国際協力の新潮流と日本が行うべき「質の援助」 前アジア開発銀行総裁の中尾武彦氏に訊く
宮城:日本の援助をめぐるアメリカとの関係については、いかがですか。
中尾:アメリカが安全保障で膨大な金を使ったり、軍事的に貢献していることに対して、日本は貿易黒字をどんどん貯めこんでいる。強くなりすぎている日本の国力をどこかでうまく国際的な貢献に使わないと、アメリカの日本に対する反感が強くなるという考慮が援助の規模拡大の背景にありました。1980年代にはもう明らかでしたが、ニクソンショックで変動相場制に移行した1970年代くらいからそうだったと思います。
そういったことも含めて日本の援助についてまとめると、1つには賠償から続くアジアへの贖罪と純粋に発展を手助けしたいという気持ち。それから重要な市場としてのアジア、アジアへの直接投資から生産ネットワークを作っていく前提となる基盤整備。いわば経産省的な発想ですね。財務省的に言えば、通貨の安定とか、国際金融の安定のためには資金を還流させていかなければならない。
外務省的に言えば、というか日本全体として言えば、二国間の友好的な関係に加え、やはり援助を通じて国際社会において名誉ある地位を占めたいという気持ち、それに対米配慮ですね。日本の政権トップにとって、安全保障における同盟国アメリカとの関係は絶対的です。対米配慮の意識は、為替市場で基軸通貨ドルと円の関係を見ている財務省にも強かったと思います。そしてこれらの発想の前提となるのが日本の経済的強さということだったわけです。
国際協力に対する国民の理解
宮城:そのような日本の援助や国際協力ですが、国民の理解という点ではどうなのでしょうか。最近は中国台頭に圧迫される感じもあってか、過去の日本の対中ODAを批判的に見る動きもありますね。
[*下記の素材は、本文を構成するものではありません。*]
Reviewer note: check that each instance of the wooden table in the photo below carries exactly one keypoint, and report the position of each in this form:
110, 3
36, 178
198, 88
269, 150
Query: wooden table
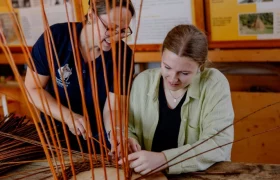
234, 171
219, 171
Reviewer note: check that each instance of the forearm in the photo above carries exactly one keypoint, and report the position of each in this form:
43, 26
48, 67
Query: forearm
196, 158
48, 104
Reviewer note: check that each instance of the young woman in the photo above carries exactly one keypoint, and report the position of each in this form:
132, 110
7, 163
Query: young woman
111, 25
178, 106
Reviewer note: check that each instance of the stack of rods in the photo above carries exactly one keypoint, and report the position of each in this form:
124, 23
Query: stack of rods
57, 151
12, 150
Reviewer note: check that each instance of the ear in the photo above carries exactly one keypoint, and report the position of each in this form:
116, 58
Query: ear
90, 16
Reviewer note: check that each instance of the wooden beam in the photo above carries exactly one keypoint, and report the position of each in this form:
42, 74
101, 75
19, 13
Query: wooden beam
18, 57
248, 55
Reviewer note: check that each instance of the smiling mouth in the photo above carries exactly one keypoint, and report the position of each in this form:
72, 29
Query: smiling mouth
172, 84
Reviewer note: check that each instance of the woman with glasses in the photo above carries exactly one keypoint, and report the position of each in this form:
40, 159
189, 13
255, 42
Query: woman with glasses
181, 110
93, 38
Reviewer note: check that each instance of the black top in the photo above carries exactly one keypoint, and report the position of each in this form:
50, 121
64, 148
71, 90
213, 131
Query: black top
167, 131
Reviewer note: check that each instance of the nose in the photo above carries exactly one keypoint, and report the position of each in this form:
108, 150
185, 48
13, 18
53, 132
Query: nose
114, 38
173, 77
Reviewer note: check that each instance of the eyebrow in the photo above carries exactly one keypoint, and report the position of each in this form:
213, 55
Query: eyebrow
178, 71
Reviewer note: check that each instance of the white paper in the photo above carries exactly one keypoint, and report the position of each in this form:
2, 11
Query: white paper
158, 17
36, 3
7, 29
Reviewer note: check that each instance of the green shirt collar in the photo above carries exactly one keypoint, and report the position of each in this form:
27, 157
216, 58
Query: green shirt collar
193, 90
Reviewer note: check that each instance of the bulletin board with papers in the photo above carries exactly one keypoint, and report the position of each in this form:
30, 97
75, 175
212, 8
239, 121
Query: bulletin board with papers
160, 16
243, 23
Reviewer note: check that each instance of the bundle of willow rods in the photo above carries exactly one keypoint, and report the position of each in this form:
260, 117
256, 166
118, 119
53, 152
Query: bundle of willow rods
12, 151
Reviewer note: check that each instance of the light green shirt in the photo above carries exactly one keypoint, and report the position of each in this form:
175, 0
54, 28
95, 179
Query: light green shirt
206, 110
中尾:ODAには、日本国内にもいろいろ問題があるのに、外国にどうして多額の支援をするのか、無駄使いはないのか、効果はどうなのかといった批判が昔も今もあるのは確かです。もっとも、ODA開始の頃の中国について言えば、非常に貧しく、遅れていて、閉鎖的な共産主義の国が日本の隣にいるより、より自由になって改革開放する国のほうがいいじゃないか、それを助けようというのが国民的理解だったと思います。中国や韓国の国力がここまで強くなると思っていた人も少なかったと思います。
一方でODAに対して、日本では皆、結構、鷹揚というか寛大だと思えるところもあります。日本は有償資金協力のうち、これまでに、国際的な重債務貧困国(HIPC)救済のイニシアティブなどに基づきアフリカの最貧国やミャンマーを中心に元本だけで1兆円近く債権放棄しています。
例えば、国内で銀行や証券会社に1兆円の税金を投入するとなったら大騒ぎになりますよね。しかし、援助や国際協力ではマスコミも国会も国民も比較的おおらかです。アメリカなどに比べても、日本は国際協力という言葉や、国際機関が行うことに関しては結構弱い、換言すれば前向きで、それはそれでよいことなのですが、一方で元は国民の税金、貯金だという意識、規律も大事です。
国民の意識という点では、近頃、若い世代が内向きだという話がありますが、開発経済学とか国際協力学を勉強する人たちは昔と比べれば増えていて、とくに優秀な女性が多い印象があります。いま、JICAなどで重要な仕事をしている若い人たちは非常に開明的で、純粋に途上国の開発を助けたいという意識を持っていると思うんです。そんな若い人たちには本当に勇気づけられます。
だけれども、かつてと比べて日本の財政が厳しくなっていることは間違いない。それに何と言ってもアジアの国々が発展して、援助の対象からは卒業していくわけですよね。ですから援助の額が減っていくのはある意味当然で、そういう国内外の状況からODAの存在感というものが相対化しているわけです。以前は、世界一のODA大国であることが日本の国際社会における1つの正当性というか、貢献の象徴だったわけです。
それに対して今はイギリスにも抜かれていますが、別にそこで競おうとは思っていない。逆に平和維持など安全保障の面でもっと国際的に貢献し、アメリカとの同盟関係も強化していかなければということなのでしょう。